‘Hatred has no place in the cradle of human rights’

Jewish community, political leaders mark five year since terrorist attack at Toulouse school.

Memorial for victims of 2012 Jewish school shooting in Toulouse , France (credit: REUTERS)
PARIS – Hundreds of French Jews and non-Jews took part Sunday evening in a ceremony at Paris’s Synagogue de la rue Nazareth, commemorating five years since the terrorist attack on the Ozar Hatorah Jewish day school in Toulouse, which killed four people.
The French political class honored the event, with former president Nicolas Sarkozy welcomed at the synagogue with applause.
Also present were President of the Senate Gérard Larcher, presidential candidate François Fillon, former prime minister Manuel Valls and several ministers, as well as Latifa Ibn Ziaten, the mother of one of the soldiers murdered by the same assailant who perpetrated the Toulouse attack.
On March 19, 2012, Mohammed Merah arrived to the Toulouse Jewish school on a scooter and started shooting. Rabbi Jonathan Sandler, his two young sons Arié, 5, and Gabriel, 4, together with 7-year-old Myriam Monsonego, were killed.
Fifteen-year-old Aaron Bryan Bijaoui was also wounded.
In the days preceding the attack, Merah, who declared himself an al-Qaida fighter, had already murdered three people.
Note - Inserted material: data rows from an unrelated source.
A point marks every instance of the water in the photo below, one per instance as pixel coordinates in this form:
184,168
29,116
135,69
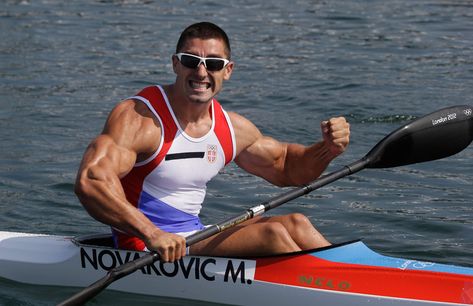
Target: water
64,65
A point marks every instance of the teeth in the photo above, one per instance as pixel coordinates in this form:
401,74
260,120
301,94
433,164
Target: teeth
199,85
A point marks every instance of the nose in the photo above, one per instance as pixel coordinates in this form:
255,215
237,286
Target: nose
201,70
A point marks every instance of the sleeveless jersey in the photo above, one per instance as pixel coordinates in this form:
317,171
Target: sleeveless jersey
170,186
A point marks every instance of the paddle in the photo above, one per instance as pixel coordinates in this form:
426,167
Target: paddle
434,136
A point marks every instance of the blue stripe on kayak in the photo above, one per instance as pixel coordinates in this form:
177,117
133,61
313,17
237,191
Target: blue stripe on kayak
359,253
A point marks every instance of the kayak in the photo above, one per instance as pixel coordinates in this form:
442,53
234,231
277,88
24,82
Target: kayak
344,274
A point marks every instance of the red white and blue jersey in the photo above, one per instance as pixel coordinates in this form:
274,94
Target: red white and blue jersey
170,186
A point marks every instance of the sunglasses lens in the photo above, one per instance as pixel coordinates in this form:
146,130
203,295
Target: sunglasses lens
189,61
192,62
214,64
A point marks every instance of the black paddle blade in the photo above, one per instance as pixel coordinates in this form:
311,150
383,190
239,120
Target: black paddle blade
434,136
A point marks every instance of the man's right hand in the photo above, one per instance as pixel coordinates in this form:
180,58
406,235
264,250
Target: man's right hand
170,247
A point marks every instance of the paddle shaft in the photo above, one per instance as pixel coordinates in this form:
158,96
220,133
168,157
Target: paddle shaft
121,271
276,201
434,136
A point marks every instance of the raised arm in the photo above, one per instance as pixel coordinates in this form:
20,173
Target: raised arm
288,164
130,134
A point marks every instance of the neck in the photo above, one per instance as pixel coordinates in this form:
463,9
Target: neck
193,117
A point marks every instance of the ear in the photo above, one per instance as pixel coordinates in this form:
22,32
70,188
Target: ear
228,71
175,63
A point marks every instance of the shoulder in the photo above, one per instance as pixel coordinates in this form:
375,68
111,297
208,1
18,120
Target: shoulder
132,125
246,133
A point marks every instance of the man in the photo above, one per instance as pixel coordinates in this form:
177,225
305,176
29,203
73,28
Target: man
146,174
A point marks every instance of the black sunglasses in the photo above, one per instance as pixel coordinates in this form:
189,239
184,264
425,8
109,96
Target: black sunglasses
210,63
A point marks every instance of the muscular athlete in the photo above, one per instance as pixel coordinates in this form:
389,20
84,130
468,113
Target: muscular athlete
138,175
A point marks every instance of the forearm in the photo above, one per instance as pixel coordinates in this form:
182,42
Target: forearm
304,164
105,201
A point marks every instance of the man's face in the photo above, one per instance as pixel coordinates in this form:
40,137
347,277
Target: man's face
200,85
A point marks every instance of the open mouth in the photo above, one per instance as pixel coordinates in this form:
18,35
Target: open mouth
199,85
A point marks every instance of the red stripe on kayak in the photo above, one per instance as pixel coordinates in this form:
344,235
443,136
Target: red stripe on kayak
312,272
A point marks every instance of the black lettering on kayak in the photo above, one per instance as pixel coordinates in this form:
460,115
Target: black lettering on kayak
173,271
323,282
186,270
204,265
107,260
235,275
92,261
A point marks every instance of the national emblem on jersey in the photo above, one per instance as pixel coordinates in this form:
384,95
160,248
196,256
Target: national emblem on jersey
211,153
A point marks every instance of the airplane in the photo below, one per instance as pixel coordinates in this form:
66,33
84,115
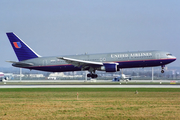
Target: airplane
122,77
109,62
1,76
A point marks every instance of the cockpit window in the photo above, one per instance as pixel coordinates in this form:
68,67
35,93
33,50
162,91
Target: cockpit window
169,54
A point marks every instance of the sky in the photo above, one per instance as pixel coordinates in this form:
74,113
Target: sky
69,27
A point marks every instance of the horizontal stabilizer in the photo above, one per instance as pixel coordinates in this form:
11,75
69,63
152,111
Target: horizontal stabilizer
20,64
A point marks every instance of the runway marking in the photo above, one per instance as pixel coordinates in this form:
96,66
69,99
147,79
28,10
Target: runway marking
89,86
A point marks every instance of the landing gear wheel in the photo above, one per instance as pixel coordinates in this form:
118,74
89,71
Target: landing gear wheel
92,75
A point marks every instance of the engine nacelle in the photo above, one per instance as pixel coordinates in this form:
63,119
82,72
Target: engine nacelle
109,67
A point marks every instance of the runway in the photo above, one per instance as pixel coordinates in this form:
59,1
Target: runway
89,86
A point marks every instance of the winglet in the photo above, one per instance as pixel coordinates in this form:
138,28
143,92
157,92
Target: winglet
22,50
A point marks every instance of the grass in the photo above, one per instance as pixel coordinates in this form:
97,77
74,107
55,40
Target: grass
98,103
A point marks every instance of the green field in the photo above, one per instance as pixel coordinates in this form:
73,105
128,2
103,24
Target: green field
92,103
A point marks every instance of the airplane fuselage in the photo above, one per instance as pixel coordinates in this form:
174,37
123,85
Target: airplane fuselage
109,62
124,60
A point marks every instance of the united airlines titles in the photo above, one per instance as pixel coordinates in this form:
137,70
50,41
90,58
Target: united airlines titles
130,55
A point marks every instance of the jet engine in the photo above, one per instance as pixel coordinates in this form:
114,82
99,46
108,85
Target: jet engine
110,67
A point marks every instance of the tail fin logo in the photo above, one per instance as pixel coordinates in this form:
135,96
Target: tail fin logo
17,44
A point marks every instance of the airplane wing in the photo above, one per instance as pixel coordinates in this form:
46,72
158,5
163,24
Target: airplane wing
81,63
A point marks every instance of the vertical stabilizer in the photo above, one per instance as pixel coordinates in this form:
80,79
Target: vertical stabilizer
23,51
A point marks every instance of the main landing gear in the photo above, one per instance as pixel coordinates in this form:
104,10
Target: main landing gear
92,75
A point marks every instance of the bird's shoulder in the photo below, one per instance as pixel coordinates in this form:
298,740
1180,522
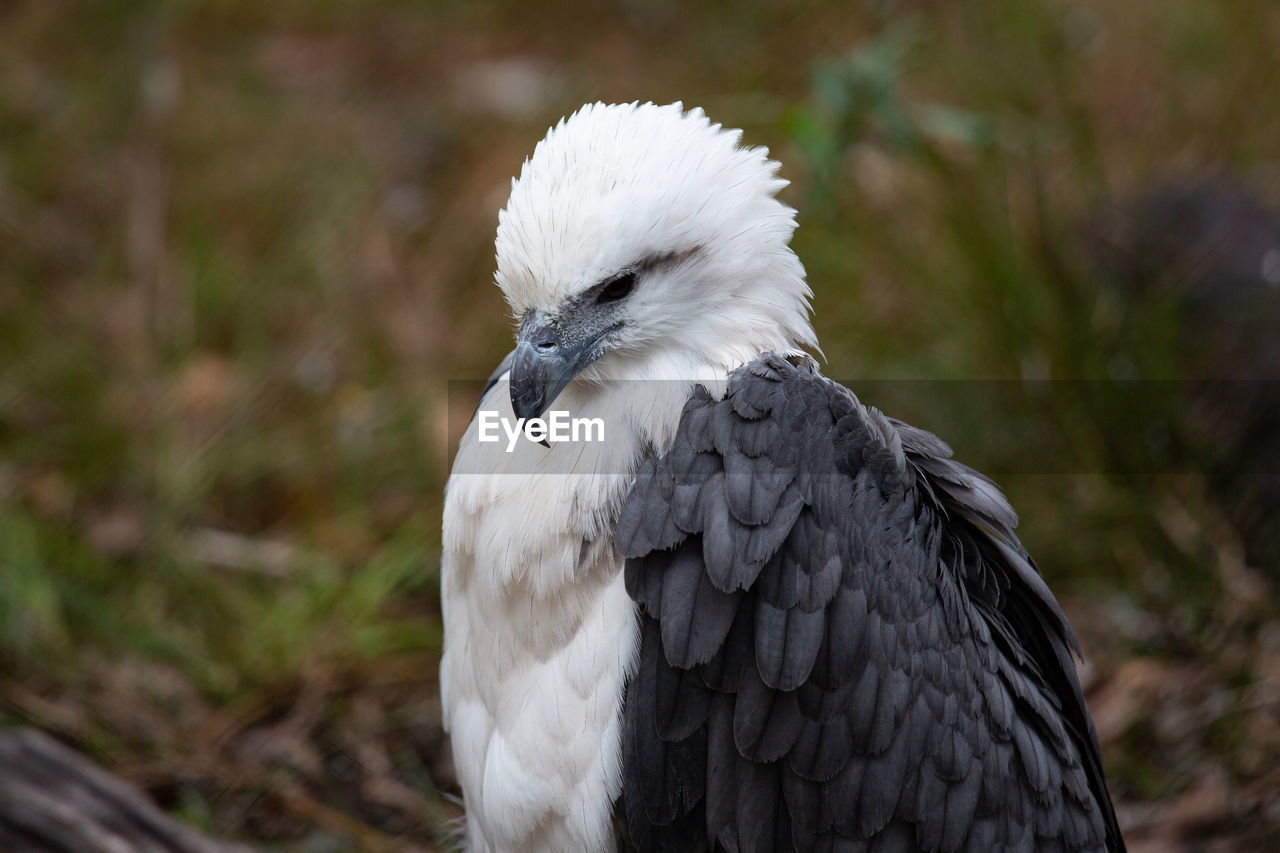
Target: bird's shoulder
842,638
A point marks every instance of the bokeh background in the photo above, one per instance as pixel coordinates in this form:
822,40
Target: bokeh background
246,246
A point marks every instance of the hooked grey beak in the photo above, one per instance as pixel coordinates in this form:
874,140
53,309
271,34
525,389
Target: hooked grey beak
544,364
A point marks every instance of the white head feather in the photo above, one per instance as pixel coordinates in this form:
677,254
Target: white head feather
615,185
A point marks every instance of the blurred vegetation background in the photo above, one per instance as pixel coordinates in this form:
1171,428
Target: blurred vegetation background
245,247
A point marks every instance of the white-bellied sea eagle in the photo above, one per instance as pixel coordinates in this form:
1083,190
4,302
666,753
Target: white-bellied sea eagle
754,614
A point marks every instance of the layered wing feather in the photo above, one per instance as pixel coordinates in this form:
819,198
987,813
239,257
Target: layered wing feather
844,644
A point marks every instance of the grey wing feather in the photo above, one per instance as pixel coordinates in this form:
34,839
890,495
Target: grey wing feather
845,644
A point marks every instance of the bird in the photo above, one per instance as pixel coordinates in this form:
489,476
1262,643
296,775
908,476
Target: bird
753,612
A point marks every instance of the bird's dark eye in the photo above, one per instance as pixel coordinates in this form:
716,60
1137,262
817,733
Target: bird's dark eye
617,288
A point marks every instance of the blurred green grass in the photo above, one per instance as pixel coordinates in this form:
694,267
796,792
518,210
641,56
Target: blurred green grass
245,247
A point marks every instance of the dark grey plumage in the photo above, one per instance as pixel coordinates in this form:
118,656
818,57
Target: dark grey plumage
844,644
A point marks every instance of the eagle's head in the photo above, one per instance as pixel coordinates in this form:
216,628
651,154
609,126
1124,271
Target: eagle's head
645,241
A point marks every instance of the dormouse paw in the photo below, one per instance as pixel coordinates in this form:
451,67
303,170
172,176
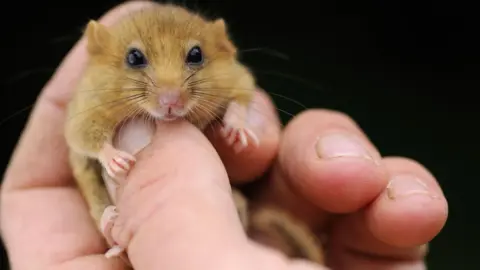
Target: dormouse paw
117,163
235,128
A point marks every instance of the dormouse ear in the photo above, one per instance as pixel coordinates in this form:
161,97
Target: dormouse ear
98,37
220,30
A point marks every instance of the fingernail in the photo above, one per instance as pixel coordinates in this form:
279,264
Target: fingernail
341,145
407,185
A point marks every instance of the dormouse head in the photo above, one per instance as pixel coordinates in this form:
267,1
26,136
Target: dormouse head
182,64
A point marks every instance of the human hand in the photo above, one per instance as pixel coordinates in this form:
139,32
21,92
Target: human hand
45,223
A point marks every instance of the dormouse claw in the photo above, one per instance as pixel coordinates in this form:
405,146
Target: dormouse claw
117,163
236,130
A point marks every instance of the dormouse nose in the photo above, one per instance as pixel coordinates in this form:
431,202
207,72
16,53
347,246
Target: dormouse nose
170,97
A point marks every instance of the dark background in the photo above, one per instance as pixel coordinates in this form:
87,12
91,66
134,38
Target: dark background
403,70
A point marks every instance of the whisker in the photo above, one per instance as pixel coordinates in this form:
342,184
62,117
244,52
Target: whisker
114,102
268,51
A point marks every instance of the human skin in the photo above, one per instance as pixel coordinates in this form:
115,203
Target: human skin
177,218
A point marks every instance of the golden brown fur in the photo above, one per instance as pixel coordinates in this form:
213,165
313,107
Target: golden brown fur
110,92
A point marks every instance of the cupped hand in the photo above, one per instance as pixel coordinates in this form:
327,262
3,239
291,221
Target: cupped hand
378,212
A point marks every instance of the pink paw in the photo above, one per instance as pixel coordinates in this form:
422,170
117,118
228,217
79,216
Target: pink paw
236,130
117,163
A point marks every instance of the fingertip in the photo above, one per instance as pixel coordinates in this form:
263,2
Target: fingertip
328,160
412,210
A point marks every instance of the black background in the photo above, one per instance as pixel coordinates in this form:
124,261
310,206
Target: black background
404,70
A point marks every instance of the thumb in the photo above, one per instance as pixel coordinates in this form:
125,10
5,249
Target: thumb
176,210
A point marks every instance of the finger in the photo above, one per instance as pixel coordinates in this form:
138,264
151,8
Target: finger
249,164
176,201
395,228
325,162
44,220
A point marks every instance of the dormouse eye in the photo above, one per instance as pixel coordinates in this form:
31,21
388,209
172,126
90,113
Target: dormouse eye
195,56
136,59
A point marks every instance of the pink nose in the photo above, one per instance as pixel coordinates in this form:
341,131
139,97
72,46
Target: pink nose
170,98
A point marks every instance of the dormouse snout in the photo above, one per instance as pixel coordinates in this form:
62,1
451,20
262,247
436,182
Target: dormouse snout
171,98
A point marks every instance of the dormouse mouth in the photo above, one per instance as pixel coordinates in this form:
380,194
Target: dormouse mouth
170,117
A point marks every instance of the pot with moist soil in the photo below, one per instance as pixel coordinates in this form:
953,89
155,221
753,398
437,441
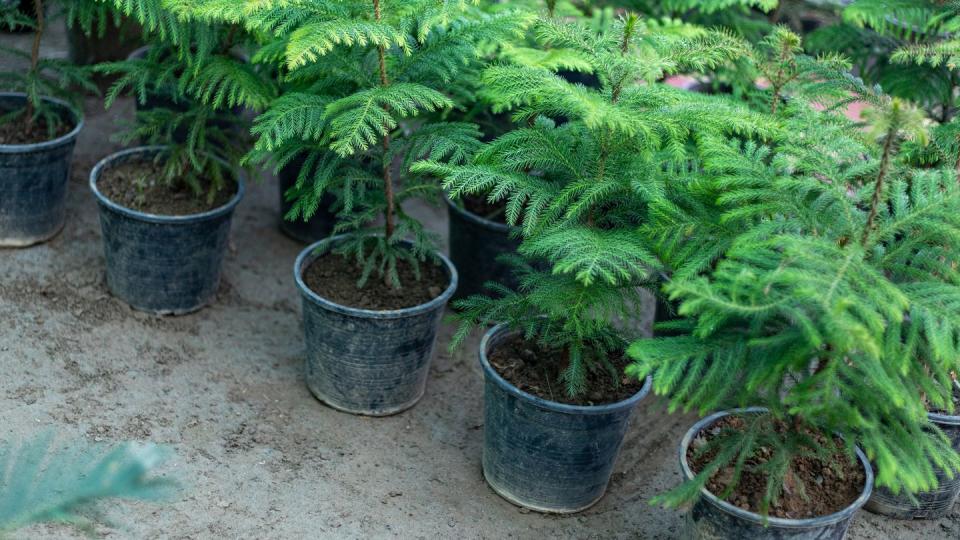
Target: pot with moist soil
930,504
320,225
164,246
711,517
369,350
549,454
478,236
34,170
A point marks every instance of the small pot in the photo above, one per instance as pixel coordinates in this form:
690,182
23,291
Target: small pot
317,227
33,180
547,456
712,518
475,244
930,504
167,265
368,362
On March 11, he killed paratrooper Imad Ibn Ziaten in Toulouse, and on March 15 he killed paratroopers Mohamed Legouad and Abel Chennouf in the nearby town of Montauban. Another soldier, Loïc Liber, was seriously wounded and is paralyzed for life. Police killed the terrorist three days after the attack on the Jewish school, during a siege on his apartment in Toulouse.
Calling this week upon French Jews to attend the ceremony, Joel Mergui, president of the synagogue council, emphasized that Sunday’s service was dedicated to all victims of jihadism, whose names will forever be associated with the history of France – a country that refuses to give in to barbarism, hate and exclusion.
The council chose the Nazareth Synagogue as the venue since at the time, just hours after the Toulouse attack, a similar ceremony was conducted at the very same place. Then-president Sarkozy and candidate François Hollande, along with hundreds of ordinary Parisians, had arrived in silence to the synagogue, expressing their shock and indignation over the murder of French citizens simply for being Jews.
“Being here, I relive the ceremony we conducted five years ago. I relive taking the airplane to Jerusalem with the bodies of the four Toulouse victims to be buried in Israel,” said Mergui, adding that the family members of the victims never called for vengeance or hatred, but turned their anger and pain into a drive to be better French citizens and better Jews.
“We, French Jews, we must keep fighting... Our republican values and our Jewish values must serve as a uniting force. We cannot let the enemies of France make us weaker or divide us,” he said. “The jihadists are making war in our country. Their war is unconventional, trying to erase democracy here and around the world. Facing this, France must be strong. The ideology of hatred has no place in the cradle of human rights.”
Earlier, Francis Kalifat, the president of the French Jewry umbrella organization CRIF, together with Interior Minister Bruno Le Roux, took part in a series of ceremonies in Toulouse, including a commemoration ceremony inside the Jewish school itself.
“Today, five years after, we are still consumed with horror and pain,” the minister said. “These feelings have not dissipated and we have not reconciled with them. Five years after, we cannot forget.”
In honor of the victims, the minister inaugurated “The Tree of Life” sculpture by French artist Charles Stratos in the school’s courtyard.